N.B. law society urged to require members, articling students to take domestic violence course

Domestic violence death committee makes 15 proposals to government departments and stakeholders

N.B. law society urged to require members, articling students to take domestic violence course
N.B.’s law society is being urged to make its members, articling students take a domestic violence course.

The Domestic Violence Death Review Committee in New Brunswick has posted a report with its recommendations.

Among them is a proposal that the Law Society of New Brunswick include a course for articling students seeking admittance, and a requirement that every LSNB member complete a course on domestic violence as a part of the law society’s Rules on Mandatory Continuing Professional Development.

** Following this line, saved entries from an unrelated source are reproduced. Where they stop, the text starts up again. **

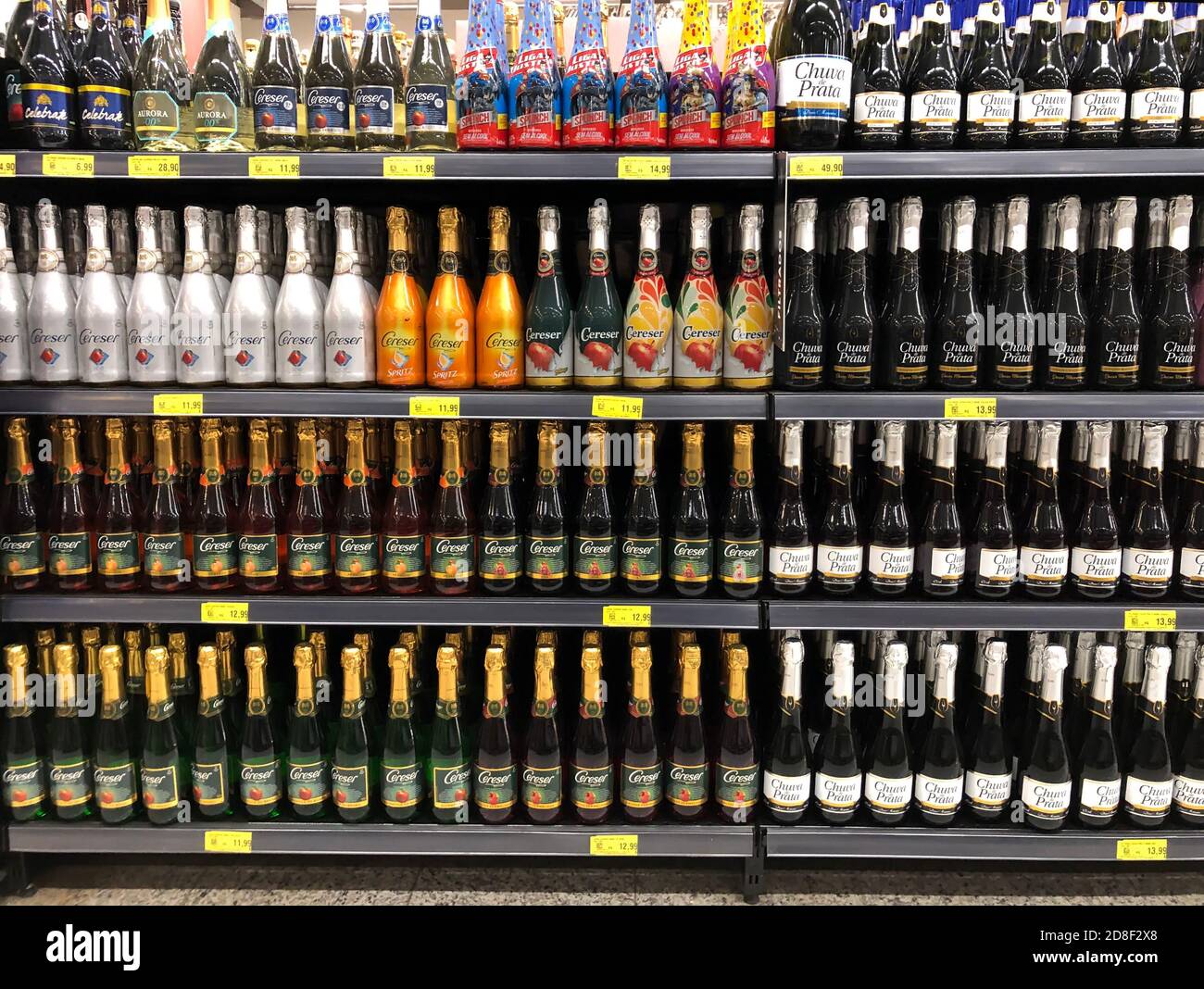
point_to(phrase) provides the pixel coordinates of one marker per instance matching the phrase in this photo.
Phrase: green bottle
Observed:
(160, 768)
(211, 751)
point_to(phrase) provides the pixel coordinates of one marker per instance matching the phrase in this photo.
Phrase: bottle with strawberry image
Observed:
(495, 775)
(747, 318)
(698, 317)
(648, 328)
(212, 759)
(639, 85)
(596, 364)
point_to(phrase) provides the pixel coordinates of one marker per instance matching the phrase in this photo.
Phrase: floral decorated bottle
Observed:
(695, 85)
(749, 82)
(481, 89)
(641, 88)
(588, 89)
(534, 82)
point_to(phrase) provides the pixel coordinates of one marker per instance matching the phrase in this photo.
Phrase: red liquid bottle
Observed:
(404, 530)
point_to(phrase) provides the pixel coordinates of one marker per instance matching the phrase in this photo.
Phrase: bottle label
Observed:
(276, 109)
(814, 87)
(1098, 108)
(641, 558)
(329, 111)
(1160, 106)
(357, 556)
(374, 109)
(1042, 799)
(593, 787)
(885, 793)
(495, 788)
(104, 107)
(642, 786)
(1145, 796)
(452, 557)
(1047, 567)
(309, 555)
(217, 118)
(541, 787)
(791, 562)
(546, 557)
(350, 786)
(401, 786)
(23, 784)
(117, 554)
(1044, 108)
(426, 108)
(940, 796)
(935, 109)
(23, 554)
(879, 109)
(452, 786)
(259, 783)
(841, 563)
(257, 556)
(737, 786)
(891, 565)
(595, 557)
(46, 106)
(987, 789)
(1148, 567)
(1099, 796)
(842, 793)
(209, 783)
(991, 108)
(215, 556)
(405, 556)
(163, 554)
(687, 786)
(156, 116)
(68, 554)
(787, 793)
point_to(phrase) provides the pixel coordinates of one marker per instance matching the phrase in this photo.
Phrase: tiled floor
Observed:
(161, 881)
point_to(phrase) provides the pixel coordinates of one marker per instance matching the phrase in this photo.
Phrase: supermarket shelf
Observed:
(1011, 165)
(462, 166)
(297, 837)
(101, 400)
(1028, 406)
(381, 610)
(1018, 612)
(961, 843)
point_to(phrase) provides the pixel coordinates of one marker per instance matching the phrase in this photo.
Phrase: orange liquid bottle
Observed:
(450, 313)
(401, 313)
(500, 312)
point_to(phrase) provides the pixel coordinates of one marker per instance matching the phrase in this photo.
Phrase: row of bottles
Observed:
(359, 507)
(1006, 294)
(252, 326)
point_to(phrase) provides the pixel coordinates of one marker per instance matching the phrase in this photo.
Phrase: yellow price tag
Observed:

Other recommendations pertained to providing D/IPV-related education and training to front-line employees, judges, crown prosecutors, family and criminal court lawyers and other lawyers who may represent victims, perpetrators and child victims exposed to domestic/intimate partner violence (D/IPV).

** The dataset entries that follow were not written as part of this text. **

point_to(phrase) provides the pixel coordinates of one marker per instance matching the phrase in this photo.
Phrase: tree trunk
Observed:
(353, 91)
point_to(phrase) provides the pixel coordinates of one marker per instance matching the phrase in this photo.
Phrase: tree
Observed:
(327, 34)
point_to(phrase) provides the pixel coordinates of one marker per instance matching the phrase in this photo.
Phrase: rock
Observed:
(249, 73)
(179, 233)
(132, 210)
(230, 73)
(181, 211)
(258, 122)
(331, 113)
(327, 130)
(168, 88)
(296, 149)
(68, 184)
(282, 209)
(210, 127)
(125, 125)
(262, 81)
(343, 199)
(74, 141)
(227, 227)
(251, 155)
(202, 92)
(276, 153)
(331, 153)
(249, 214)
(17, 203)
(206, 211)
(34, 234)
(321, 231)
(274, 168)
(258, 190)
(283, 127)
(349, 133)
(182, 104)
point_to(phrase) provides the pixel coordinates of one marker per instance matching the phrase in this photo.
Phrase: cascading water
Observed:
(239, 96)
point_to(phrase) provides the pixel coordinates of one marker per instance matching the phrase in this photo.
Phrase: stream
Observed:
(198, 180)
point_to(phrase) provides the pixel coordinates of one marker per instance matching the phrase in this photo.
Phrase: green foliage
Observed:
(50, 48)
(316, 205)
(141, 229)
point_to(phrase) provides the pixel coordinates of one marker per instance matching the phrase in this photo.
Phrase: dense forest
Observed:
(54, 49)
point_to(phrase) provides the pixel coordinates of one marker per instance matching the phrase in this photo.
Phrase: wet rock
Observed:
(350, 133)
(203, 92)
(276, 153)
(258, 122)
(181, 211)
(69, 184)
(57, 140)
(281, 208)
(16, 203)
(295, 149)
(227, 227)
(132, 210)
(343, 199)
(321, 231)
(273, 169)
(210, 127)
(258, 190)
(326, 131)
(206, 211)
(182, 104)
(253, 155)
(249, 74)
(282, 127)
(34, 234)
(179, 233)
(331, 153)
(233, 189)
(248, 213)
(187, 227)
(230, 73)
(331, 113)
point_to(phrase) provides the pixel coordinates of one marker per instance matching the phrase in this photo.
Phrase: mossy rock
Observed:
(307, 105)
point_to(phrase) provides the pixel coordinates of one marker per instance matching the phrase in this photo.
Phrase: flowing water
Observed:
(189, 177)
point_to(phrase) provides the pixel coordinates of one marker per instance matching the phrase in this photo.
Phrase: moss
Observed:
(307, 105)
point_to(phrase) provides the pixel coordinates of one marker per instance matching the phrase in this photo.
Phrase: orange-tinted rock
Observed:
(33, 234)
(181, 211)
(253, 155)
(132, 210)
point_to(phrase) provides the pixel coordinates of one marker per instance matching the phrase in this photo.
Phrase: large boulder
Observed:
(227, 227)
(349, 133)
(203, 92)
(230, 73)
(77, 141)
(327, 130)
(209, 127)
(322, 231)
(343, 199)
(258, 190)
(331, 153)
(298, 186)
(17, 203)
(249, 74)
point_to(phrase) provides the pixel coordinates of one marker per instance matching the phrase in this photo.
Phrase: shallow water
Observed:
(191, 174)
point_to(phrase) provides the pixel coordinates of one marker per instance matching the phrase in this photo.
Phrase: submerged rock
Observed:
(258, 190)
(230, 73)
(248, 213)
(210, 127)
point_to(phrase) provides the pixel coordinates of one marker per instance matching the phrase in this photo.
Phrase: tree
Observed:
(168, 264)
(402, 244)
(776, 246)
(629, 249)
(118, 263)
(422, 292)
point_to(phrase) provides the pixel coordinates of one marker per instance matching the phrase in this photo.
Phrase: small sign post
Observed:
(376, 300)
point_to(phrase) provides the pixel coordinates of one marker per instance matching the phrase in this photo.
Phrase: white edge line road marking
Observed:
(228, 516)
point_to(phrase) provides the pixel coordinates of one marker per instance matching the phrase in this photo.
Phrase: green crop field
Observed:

The committee also urged the improvement of the Love Shouldn’t Hurt public awareness campaign and the establishment of a 24-hour helpline for the public to access information on D/IPV.

“Every case in this report is a tragedy that we must learn from and all the information we can gather will help to inform future discussion on the root causes of domestic homicide, and how we can prevent it in the future,” said Justice and Public Safety Minister Hugh J. Flemming in the news release.

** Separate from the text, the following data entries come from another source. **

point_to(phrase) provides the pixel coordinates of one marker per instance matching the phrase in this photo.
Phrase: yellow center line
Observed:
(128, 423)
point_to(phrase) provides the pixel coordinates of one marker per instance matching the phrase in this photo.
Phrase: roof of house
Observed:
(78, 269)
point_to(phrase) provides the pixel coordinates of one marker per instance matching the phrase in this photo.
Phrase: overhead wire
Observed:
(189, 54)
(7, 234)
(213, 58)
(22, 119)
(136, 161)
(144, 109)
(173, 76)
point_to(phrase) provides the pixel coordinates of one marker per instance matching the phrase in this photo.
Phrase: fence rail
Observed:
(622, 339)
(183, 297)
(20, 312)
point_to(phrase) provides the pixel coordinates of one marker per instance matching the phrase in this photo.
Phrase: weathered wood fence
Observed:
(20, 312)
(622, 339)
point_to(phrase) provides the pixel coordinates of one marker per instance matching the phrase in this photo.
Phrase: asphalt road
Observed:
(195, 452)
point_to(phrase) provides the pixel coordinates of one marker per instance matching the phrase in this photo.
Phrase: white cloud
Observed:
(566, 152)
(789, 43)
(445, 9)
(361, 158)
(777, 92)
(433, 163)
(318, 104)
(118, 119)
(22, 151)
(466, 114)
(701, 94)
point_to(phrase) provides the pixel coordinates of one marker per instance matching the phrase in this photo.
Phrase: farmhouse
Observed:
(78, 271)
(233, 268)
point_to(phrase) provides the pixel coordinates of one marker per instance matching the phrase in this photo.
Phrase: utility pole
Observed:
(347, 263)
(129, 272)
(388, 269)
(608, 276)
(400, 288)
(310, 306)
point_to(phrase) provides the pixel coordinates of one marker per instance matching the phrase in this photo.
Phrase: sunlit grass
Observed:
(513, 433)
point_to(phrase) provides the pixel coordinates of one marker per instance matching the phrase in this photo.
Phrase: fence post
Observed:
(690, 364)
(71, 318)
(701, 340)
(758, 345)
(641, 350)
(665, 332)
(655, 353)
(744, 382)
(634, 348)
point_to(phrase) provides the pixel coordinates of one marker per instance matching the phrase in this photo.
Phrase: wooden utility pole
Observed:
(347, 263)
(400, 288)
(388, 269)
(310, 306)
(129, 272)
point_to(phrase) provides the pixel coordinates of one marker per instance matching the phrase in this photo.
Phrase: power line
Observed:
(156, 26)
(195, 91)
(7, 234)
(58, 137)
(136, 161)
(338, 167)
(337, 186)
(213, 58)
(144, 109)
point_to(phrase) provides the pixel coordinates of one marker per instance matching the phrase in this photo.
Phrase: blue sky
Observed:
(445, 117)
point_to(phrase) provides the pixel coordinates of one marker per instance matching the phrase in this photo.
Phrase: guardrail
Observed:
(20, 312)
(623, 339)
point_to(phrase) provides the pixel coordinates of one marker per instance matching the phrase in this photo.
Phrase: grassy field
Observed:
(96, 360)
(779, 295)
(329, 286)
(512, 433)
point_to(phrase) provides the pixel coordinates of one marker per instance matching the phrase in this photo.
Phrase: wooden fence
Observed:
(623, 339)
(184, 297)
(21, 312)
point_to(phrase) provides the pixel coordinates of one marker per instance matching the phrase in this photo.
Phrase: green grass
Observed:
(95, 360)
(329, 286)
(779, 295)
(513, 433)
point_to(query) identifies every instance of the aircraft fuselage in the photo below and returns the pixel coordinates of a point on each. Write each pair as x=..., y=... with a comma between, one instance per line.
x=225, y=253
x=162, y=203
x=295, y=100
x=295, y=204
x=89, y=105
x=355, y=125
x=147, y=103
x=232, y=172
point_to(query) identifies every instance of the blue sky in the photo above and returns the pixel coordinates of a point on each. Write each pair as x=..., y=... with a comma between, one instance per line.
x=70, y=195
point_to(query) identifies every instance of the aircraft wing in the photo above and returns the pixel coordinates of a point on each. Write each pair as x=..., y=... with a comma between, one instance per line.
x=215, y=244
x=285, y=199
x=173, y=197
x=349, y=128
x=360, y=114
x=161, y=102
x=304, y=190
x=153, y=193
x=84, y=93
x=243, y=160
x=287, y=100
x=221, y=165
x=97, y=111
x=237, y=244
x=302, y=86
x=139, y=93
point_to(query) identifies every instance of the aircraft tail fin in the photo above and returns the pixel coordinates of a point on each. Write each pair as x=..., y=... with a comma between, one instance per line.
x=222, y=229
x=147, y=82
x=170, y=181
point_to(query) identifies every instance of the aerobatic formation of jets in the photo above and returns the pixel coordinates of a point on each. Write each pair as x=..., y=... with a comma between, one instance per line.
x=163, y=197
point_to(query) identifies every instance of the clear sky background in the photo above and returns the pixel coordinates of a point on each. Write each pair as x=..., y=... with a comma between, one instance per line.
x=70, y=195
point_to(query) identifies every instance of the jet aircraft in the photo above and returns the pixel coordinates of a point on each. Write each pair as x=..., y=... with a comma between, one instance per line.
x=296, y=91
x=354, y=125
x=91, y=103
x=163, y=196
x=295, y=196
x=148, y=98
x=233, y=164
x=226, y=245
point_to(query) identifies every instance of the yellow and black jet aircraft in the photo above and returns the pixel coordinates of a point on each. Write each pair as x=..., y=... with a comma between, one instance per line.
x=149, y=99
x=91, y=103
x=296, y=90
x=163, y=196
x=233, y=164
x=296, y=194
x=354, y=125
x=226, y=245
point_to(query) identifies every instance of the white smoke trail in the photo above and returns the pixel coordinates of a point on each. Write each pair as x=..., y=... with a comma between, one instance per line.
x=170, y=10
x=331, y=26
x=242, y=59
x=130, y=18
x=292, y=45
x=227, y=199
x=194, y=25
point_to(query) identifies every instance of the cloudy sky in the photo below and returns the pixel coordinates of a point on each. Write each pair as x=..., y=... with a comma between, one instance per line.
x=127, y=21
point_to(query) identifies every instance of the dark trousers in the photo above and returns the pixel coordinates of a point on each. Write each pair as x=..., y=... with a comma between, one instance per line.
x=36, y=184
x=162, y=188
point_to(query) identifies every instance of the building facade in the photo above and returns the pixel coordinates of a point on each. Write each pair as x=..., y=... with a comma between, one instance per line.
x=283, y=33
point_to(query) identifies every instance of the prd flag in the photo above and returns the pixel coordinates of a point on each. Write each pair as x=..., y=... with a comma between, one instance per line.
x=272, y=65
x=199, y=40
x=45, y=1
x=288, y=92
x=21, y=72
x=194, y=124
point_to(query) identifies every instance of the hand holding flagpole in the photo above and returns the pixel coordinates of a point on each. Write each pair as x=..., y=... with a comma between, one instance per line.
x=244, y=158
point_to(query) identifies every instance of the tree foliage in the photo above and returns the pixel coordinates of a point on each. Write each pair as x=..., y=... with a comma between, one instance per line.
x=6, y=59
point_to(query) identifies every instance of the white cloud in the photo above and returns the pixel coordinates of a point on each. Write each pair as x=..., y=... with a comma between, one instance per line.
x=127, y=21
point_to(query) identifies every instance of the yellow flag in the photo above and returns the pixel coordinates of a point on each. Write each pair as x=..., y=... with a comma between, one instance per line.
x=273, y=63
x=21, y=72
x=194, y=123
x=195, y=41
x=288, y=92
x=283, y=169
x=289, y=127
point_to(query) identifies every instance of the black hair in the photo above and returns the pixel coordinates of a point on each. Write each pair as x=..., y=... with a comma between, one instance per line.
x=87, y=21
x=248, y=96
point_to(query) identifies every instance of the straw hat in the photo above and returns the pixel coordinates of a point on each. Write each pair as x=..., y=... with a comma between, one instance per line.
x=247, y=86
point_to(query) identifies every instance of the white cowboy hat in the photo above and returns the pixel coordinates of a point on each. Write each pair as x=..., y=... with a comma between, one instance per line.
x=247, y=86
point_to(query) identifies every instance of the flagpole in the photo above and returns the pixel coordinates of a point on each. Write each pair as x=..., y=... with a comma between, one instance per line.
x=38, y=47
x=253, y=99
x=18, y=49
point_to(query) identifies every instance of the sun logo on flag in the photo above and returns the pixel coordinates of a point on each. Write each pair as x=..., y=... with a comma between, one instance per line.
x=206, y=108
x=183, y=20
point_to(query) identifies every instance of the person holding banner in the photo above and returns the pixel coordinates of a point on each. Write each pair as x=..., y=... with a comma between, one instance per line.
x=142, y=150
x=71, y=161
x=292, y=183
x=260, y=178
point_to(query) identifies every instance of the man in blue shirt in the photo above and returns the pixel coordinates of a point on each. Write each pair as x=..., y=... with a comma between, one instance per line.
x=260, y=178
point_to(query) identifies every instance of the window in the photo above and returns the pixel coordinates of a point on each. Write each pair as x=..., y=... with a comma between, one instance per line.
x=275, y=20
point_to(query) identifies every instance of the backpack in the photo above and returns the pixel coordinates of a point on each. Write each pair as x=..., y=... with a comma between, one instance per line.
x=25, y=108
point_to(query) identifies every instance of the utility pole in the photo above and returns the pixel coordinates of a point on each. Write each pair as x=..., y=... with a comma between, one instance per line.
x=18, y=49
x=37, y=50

The committee helped Coroner Services by conducting a confidential multi-disciplinary review of deaths arising due to domestic violence and by maintaining a database for these cases, detailing the victims, perpetrators and circumstances involved. The fifteen recommendations in the committee’s report aim to assist in the prevention of domestic violence deaths.

The committee pushed for improvements in identifying and addressing escalating domestic/intimate partner violence and risk of lethality, while keeping in mind the importance of issues related to mental illness. The committee also pushed for improvements in the response of support groups.

The committee recommended a review of policies and procedures to cases where the Mental Health Act is applicable.

The committee also asked for a communication to the effect that the mandatory reporting policy will be upheld in domestic violence incidents, whether children are present or not in the home, and for the sentencing of perpetrators to include evidence-based and regionally accessible programs and services.